Zing Forum

Reading

Flow-OPD: Introducing Policy Distillation Technology from Large Language Models to Image Generation Models

Researchers applied the successful On-Policy Distillation (OPD) technology from the LLM field to Flow Matching image generation models, proposing the Flow-OPD framework, which achieves significant performance improvements on Stable Diffusion 3.5.

Flow MatchingOn-Policy Distillation图像生成Stable Diffusion策略蒸馏多任务对齐强化学习文本到图像
Published 2026-05-09 01:50Recent activity 2026-05-11 13:18Estimated read 8 min
Flow-OPD: Introducing Policy Distillation Technology from Large Language Models to Image Generation Models
1

Section 01

【Introduction】Flow-OPD: Empowering Image Generation Models with LLM Policy Distillation Technology

Researchers applied the successful On-Policy Distillation (OPD) technology from the Large Language Model (LLM) field to Flow Matching image generation models, proposing the Flow-OPD framework.

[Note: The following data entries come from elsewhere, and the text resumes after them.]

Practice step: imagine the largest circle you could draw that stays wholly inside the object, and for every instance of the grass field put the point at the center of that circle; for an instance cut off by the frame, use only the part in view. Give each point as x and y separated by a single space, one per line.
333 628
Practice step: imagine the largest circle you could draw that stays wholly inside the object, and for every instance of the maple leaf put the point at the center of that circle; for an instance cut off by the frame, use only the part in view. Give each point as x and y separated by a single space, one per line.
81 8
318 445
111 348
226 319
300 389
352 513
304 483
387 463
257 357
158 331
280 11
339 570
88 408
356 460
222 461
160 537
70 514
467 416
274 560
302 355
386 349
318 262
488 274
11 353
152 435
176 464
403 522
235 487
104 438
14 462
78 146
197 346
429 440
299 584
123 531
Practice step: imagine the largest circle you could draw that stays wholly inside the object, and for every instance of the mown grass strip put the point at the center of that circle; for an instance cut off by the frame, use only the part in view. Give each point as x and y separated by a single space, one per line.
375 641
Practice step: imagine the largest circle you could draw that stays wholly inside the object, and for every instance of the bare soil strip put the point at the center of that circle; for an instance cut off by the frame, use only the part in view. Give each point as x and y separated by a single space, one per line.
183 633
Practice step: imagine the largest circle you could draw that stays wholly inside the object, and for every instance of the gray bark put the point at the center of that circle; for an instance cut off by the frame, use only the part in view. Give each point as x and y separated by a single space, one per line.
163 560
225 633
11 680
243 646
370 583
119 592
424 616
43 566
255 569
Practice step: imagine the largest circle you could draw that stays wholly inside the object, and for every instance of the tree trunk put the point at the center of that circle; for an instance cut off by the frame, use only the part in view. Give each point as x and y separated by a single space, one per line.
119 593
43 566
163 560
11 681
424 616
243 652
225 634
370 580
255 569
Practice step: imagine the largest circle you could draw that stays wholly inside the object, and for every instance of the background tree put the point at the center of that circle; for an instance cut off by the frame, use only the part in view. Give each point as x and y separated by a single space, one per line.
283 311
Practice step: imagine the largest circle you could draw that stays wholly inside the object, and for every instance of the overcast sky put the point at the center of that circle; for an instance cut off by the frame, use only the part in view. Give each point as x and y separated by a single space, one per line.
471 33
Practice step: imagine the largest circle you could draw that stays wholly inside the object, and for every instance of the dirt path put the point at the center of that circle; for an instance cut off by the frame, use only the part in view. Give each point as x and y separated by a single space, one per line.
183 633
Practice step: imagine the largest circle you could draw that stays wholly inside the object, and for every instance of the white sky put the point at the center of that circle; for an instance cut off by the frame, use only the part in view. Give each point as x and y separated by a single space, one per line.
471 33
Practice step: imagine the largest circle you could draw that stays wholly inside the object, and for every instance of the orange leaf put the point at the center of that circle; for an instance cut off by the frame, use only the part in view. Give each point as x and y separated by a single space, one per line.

This framework addresses two core issues faced by Flow Matching models during the fine-tuning alignment phase: sparse rewards and gradient interference, and achieves significant performance improvements on Stable Diffusion 3.5, providing a new paradigm for multi-task alignment of image generation models.

2

Section 02

Background: Flow Matching Technology and Existing Bottlenecks

Flow Matching and Image Generation

Flow Matching is a significant technological breakthrough in the field of image generation, providing a more direct and efficient training method for diffusion models. By learning deterministic transformation paths between probability distributions, it simplifies the generation process and improves training stability and quality. Mainstream models such as Stable Diffusion 3.5 have adopted this technology.

Existing Bottlenecks

Sparse Reward Problem

Traditional reinforcement learning uses scalar reward signals to optimize models, but sparse feedback is difficult to guide fine-grained improvements in complex image generation tasks, leading to low learning efficiency.

Gradient Interference and the 'Seesaw Effect'

When optimizing multiple heterogeneous objectives (image quality, text alignment, etc.), gradients interfere with each other, leading to the 'seesaw effect' (improving one metric causes another to decline), and may also lead to reward cheating behaviors.

3

Section 03

Solution: Detailed Explanation of the Flow-OPD Framework

Flow-OPD is the first unified post-training framework that integrates policy distillation into Flow Matching models, with core components including:

Two-Stage Alignment Strategy

Stage 1: Cultivate Domain Experts

Use single-reward GRPO fine-tuning to train specialized teacher models for each specific domain (text rendering, aesthetic quality, etc.), avoiding multi-objective conflicts.

Stage 2: Knowledge Distillation and Integration

Establish an initial strategy through Flow-based Cold-Start, then integrate heterogeneous expert knowledge in three steps:

  1. On-policy sampling: Generate samples from the current strategy
  2. Task routing annotation: Assign optimal teacher guidance according to task type
  3. Dense trajectory-level supervision: Use complete generation trajectories for fine-grained learning

Manifold Anchoring Regularization (MAR)

Use task-agnostic teacher models to provide full-data supervision, anchor the generation distribution to a high-quality manifold, ensure image fidelity and alignment with human preferences, and solve the aesthetic degradation problem in pure reinforcement learning alignment.

4

Section 04

Experimental Results: Significant Improvements on Stable Diffusion 3.5

The experimental results on Stable Diffusion 3.5 Medium are as follows:

Metric Baseline Flow-OPD Improvement
GenEval Score 63 92 +46%
OCR Accuracy 59% 94% +59%
vs. vanilla GRPO - - +10 points

In addition, while achieving improvements, it maintains image fidelity and alignment with human preferences. The 'Teacher Surpassing Effect' was also observed—student models surpass specialized trained teacher models in some aspects.

5

Section 05

Technical Insights and Significance

Cross-Domain Technology Transfer Value

Flow-OPD proves that technologies from the LLM field (such as OPD) can be effectively transferred to the image generation field, providing cross-modal reference ideas for AI research.

New Paradigm for Multi-Task Alignment

By separating expert training and knowledge integration, it provides a general framework for solving the seesaw effect in multi-objective optimization, which can be applied to other AI systems that balance multiple objectives.

Scalable Alignment Paradigm

Flow-OPD is positioned as a 'scalable alignment paradigm for building general text-to-image models'. As image generation models develop, this systematic alignment method will become more important.

6

Section 06

Conclusion: Technical Value and Future Potential of Flow-OPD

Flow-OPD represents an important progress in post-training technology for image generation models. By integrating LLM policy distillation and Flow Matching, it solves core problems such as sparse rewards and gradient interference, and achieves significant performance improvements. This work lays a technical foundation for the development of next-generation general image generation models and demonstrates the huge potential of cross-domain technology integration.